Glyphosate, which is off-patent and marketed worldwide by dozens of other chemical groups including Syngenta and DowDuPont’s Corteva Agriscience, is due to be phased out in France within three years under a pledge by President Emmanuel Macron, who stopped short of an outright ban.

IMMEDIATE BAN

The French court said ANSES had not respected a precautionary principle in French law, notably by not conducting a specific evaluation of health risks for Roundup Pro 360.

“Despite the European Union’s approval of the active substance (glyphosate), the court considered that scientific studies and animal experiments showed Roundup Pro 360 ... is a potentially carcinogenic product for humans, suspected of being toxic for human reproduction and for aquatic organisms,” the court said in a summary of its ruling.

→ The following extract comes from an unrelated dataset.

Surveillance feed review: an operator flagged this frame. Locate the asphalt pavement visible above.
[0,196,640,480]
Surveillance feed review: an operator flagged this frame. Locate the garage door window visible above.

Bernstein analysts said in a note that the financial impact on Bayer of banning RoundUp Pro 360 in France would likely be limited, given it concerned one product in a market for glyphosate-based weedkillers worth around 40 million euros.

The World Health Organisation’s cancer agency concluded in 2015 that glyphosate was probably carcinogenic, an assessment cited by the French court in Tuesday’s ruling.

More: https://www.reuters.com/article/us-bayer-monsanto-france/french-court-cancels-monsanto-weedkiller-permit-on-safety-grounds-idUSKCN1P91F6?il=0
3   Tenpoundbass   2019 Feb 10, 7:37am  

In a round about way.

If nobody is planting flowering landscapes because the Commie Libtards says it uses to much water that some little known minnow needs. Then nobody plants flowering plants.
Bees were making do by the flowering weeds. But if everyone is spraying weed killer and spreading weed and feed on their lawns so that only nonflowering grasses grow.
The bees eventually starve.

Exile all of the Liberals South Africa before they get us all Killed. Then the Bees will come back along with lawn sprinklers and Gerber daisies and bird of paradise flowers.